Os movimentos sociais do campo, de agricultores familiares e povos indígenas também tiveram papel relevante na estruturação e execução do novo arranjo, junto ao “Fórum Amazônia” e aos líderes da Minoria e da Oposição, deputada Jandira Feghali (PCdoB/RJ) e deputado Alessandro Molon (PSB/RJ); e também aos coordenadores do Fórum, deputado Airton Faleiro (PT/PA) e da Frente dos Povos Indígenas com a liderança da deputada Joênia Wapichana (REDE/RR).
Esse novo arranjo político-institucional, até certo ponto, é derivado espontaneamente da correlação de forças entre as bancadas no Congresso e da atuação das organizações ambientalistas e rurais na Casa. Envolveu algumas centenas dos principais players do cenário socioambiental do país. Conseguiu evitar o rompimento total da “barragem” e conter parte considerável da avalanche de retrocessos impostos em 2019. É difícil saber até quando se manterá essa contenção ou se desviará a demanda de “rejeitos represados” para outros lugares, evitando assim o desastre total. Isso apenas no que se refere especificamente ao ano legislativo, obviamente, pois é notório que o desastre socioambiental total está em curso contra os povos indígenas e as populações tradicionais e contra as florestas, as águas e a biodiversidade brasileira numa verdadeira caçada de guerra clandestina que o crime organizado impõe sobre os territórios e a vida das pessoas.

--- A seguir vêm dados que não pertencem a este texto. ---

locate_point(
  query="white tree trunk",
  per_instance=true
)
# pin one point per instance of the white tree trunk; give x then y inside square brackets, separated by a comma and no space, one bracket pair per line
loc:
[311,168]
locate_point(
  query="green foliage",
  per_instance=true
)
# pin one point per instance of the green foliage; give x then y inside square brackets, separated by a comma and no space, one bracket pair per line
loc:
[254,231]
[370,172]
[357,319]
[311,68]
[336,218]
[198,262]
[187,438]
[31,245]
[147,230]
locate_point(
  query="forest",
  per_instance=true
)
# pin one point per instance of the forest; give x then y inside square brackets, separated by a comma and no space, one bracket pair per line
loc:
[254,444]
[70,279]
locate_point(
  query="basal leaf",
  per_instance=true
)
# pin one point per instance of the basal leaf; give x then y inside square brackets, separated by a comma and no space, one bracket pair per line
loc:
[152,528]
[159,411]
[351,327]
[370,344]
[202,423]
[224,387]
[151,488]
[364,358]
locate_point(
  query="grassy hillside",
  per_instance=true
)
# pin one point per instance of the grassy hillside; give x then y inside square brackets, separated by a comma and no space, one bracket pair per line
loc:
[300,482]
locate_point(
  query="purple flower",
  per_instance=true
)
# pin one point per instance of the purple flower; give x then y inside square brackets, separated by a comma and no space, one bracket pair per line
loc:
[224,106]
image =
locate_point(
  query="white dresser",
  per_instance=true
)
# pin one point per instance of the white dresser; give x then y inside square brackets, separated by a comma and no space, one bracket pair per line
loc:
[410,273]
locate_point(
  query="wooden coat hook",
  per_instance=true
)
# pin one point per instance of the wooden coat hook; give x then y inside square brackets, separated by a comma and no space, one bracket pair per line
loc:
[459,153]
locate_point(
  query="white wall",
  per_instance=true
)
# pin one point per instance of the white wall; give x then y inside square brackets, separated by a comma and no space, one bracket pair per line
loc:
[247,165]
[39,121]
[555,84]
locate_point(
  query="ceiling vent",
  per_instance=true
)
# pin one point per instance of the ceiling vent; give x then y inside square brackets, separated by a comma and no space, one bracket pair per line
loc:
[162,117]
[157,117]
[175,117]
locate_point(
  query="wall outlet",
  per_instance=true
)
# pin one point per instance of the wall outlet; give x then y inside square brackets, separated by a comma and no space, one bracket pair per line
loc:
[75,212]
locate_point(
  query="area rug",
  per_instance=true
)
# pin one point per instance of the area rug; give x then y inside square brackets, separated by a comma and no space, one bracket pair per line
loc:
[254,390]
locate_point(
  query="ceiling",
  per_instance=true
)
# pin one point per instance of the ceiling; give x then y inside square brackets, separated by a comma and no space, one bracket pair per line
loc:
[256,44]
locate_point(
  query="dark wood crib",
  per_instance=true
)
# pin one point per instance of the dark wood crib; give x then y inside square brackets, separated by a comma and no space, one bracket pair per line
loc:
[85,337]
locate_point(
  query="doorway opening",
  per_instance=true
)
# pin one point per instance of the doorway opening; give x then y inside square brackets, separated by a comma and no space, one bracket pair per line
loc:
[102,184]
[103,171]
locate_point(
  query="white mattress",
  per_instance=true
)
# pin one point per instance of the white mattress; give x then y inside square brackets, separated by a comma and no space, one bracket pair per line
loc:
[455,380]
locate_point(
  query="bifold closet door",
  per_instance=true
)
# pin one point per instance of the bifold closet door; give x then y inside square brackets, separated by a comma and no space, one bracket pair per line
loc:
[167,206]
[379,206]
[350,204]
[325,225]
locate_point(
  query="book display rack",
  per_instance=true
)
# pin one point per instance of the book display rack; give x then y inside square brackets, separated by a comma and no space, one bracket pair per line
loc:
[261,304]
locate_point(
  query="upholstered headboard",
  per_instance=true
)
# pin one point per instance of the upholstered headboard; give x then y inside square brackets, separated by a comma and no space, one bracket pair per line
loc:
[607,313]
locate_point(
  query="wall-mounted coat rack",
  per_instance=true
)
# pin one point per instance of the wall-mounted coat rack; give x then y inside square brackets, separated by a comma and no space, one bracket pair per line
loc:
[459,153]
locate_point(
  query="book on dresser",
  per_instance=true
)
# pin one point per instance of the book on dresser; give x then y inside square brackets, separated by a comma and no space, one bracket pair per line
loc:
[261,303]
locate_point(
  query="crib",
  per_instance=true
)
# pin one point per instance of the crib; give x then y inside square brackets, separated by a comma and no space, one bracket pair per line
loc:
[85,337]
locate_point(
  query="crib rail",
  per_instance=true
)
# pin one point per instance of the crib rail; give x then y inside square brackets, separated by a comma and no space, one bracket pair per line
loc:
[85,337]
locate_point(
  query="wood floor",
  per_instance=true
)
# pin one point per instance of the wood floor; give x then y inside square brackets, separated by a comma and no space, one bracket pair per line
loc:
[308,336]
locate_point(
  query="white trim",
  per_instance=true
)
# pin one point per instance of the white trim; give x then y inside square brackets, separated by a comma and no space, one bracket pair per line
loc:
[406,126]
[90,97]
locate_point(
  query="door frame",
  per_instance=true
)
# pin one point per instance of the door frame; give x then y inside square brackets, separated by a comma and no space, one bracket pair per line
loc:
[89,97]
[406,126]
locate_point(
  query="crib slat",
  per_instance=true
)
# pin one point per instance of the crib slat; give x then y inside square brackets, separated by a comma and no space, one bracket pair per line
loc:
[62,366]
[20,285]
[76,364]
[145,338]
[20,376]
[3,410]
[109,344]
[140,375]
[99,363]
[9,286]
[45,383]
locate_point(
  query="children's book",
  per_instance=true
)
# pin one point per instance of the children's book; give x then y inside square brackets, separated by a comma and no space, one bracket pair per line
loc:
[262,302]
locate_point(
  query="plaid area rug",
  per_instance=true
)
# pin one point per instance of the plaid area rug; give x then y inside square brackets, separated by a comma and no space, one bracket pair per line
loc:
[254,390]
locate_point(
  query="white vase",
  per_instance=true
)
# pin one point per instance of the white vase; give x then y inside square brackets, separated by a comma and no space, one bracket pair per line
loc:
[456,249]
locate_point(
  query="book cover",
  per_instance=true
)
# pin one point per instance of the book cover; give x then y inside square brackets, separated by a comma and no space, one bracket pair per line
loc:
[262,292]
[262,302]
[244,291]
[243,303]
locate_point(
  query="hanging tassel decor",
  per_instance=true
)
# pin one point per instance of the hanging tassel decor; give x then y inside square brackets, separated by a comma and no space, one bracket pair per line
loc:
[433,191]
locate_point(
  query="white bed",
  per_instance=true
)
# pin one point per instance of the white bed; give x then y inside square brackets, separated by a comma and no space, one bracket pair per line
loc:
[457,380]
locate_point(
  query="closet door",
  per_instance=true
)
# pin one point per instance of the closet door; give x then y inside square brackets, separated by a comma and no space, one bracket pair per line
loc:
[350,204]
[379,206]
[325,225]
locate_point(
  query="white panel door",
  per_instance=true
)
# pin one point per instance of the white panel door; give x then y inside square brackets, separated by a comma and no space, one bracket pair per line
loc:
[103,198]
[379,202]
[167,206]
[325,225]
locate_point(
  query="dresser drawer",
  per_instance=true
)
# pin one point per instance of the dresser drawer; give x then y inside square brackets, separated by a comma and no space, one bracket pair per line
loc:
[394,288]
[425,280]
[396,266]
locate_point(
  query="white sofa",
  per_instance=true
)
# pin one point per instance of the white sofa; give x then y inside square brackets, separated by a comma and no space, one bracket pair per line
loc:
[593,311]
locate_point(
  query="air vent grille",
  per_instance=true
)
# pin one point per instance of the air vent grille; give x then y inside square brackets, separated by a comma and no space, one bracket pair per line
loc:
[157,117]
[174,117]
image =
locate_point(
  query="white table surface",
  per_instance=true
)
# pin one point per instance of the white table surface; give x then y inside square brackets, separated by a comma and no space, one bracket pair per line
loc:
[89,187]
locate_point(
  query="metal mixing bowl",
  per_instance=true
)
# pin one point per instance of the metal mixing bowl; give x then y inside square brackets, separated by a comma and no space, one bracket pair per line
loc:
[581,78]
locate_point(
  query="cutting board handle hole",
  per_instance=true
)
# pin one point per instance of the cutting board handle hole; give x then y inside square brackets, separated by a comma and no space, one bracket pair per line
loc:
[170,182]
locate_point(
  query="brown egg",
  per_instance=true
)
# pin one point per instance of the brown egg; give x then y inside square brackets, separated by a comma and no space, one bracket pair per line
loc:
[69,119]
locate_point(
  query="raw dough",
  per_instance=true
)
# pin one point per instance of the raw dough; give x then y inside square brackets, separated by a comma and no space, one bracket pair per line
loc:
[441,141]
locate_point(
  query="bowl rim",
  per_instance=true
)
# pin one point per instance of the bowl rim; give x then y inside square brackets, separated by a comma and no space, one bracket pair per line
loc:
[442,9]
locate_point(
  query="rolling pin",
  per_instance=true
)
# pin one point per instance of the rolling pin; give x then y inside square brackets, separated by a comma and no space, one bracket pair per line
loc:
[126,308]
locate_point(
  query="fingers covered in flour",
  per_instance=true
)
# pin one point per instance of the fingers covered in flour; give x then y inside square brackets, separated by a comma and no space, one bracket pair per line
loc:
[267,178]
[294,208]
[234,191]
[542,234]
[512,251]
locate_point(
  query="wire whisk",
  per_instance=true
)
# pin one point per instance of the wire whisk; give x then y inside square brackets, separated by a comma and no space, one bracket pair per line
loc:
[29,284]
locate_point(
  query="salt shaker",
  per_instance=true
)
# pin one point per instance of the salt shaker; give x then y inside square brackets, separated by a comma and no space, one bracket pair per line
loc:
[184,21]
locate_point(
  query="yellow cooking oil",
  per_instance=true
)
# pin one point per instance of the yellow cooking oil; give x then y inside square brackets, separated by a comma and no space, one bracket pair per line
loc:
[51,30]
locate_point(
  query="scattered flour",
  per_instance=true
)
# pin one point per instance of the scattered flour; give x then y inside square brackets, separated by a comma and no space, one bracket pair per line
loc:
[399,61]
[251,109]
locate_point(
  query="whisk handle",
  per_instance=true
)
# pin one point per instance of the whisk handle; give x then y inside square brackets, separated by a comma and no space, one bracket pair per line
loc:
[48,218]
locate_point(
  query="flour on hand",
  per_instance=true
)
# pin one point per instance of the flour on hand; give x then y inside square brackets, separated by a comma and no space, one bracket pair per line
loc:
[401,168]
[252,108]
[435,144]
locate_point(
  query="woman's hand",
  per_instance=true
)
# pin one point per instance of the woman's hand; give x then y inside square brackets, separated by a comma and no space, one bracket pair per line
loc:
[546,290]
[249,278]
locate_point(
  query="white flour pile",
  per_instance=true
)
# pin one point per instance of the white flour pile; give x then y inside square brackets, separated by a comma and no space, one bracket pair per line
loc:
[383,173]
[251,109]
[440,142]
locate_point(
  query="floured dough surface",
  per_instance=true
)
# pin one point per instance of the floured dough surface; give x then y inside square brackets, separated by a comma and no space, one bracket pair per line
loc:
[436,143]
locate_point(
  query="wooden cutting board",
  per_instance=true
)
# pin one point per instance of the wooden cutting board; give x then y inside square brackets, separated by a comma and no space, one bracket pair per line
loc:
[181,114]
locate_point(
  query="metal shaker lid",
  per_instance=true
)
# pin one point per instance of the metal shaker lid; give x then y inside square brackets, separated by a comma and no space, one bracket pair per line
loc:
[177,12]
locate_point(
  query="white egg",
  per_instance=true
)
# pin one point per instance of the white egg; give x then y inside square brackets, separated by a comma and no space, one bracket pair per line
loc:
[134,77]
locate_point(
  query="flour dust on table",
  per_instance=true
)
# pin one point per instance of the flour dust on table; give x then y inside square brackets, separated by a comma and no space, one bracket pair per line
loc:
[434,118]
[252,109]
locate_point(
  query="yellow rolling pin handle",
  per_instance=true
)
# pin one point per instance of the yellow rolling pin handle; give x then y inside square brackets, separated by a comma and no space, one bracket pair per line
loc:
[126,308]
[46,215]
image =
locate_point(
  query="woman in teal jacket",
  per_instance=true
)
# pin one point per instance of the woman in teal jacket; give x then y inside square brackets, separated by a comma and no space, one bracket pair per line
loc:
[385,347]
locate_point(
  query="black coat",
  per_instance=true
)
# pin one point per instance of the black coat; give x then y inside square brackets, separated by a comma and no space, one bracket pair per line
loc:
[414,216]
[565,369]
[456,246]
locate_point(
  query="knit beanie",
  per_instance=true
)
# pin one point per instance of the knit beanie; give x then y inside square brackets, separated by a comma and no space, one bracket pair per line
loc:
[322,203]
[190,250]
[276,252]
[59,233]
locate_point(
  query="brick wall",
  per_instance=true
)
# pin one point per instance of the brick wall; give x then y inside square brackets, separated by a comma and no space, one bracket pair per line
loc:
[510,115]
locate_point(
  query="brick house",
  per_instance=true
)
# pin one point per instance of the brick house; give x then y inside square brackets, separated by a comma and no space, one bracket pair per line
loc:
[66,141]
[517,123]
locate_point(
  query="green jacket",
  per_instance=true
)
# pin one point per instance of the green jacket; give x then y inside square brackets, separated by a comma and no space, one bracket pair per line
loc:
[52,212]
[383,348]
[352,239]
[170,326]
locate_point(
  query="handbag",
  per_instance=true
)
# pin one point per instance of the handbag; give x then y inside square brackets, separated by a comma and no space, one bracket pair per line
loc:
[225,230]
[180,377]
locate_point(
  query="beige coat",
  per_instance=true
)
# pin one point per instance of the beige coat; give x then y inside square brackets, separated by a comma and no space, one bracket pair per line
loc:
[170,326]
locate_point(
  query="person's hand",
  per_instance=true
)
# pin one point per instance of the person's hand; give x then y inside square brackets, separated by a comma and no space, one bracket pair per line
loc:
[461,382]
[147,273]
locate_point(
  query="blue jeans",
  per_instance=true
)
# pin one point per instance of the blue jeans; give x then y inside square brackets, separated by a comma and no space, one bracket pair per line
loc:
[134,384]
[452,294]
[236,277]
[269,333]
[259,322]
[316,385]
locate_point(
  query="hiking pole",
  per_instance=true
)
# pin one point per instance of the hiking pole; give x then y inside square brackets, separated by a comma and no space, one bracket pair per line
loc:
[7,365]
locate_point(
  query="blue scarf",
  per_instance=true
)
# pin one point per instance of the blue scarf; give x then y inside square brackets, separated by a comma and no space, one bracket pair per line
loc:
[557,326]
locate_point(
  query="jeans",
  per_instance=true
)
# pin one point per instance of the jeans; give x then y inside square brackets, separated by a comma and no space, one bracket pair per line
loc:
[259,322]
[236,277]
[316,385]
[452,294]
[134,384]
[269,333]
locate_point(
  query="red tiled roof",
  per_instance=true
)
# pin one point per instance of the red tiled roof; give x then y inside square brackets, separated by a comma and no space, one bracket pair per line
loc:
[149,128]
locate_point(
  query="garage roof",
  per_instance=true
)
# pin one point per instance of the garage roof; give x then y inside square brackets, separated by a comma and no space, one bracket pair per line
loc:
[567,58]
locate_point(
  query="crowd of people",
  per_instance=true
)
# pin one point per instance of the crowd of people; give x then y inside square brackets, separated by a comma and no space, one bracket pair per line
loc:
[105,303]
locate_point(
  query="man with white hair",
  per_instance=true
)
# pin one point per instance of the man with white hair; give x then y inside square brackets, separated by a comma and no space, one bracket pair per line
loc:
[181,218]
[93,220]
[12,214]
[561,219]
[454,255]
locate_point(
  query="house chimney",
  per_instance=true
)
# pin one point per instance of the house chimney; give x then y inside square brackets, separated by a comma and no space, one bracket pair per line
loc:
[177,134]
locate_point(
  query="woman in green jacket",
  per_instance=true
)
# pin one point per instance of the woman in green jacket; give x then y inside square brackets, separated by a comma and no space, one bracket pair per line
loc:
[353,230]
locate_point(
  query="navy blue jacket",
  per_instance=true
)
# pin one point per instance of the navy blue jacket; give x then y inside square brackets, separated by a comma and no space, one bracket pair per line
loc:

Houve também uma estreita interlocução desse polo com os presidentes da Câmara dos Deputados, Rodrigo Maia (DEM/RJ), e do Senado Federal, Davi Alcolumbre (DEM/AP), o que garantiu o compromisso reiterado publicamente por ambos em pautar projetos positivos ao meio ambiente (o primeiro deles foi aprovado no plenário da Câmara: a Política Nacional de Pagamento por Serviços Ambientais – PSA, que tramita agora no Senado, texto que foi consolidado por meio do diálogo entre ruralistas, ambientalistas e governo na subcomissão agroambiental, sob condução do relator da matéria na CMADS, deputado Camilo Capiberibe (PSB/AP). Por acordo construído com a bancada ruralista, foi apresentado texto pacífico em plenário pelo deputado Arnaldo Jardim (CIDADANIA/SP) que havia relatado a proposição na legislatura anterior. Outro compromisso externado publicamente pelos presidentes das duas Casas é o de não pautar projetos que enfraqueçam a conservação ambiental ou flexibilizem a legislação.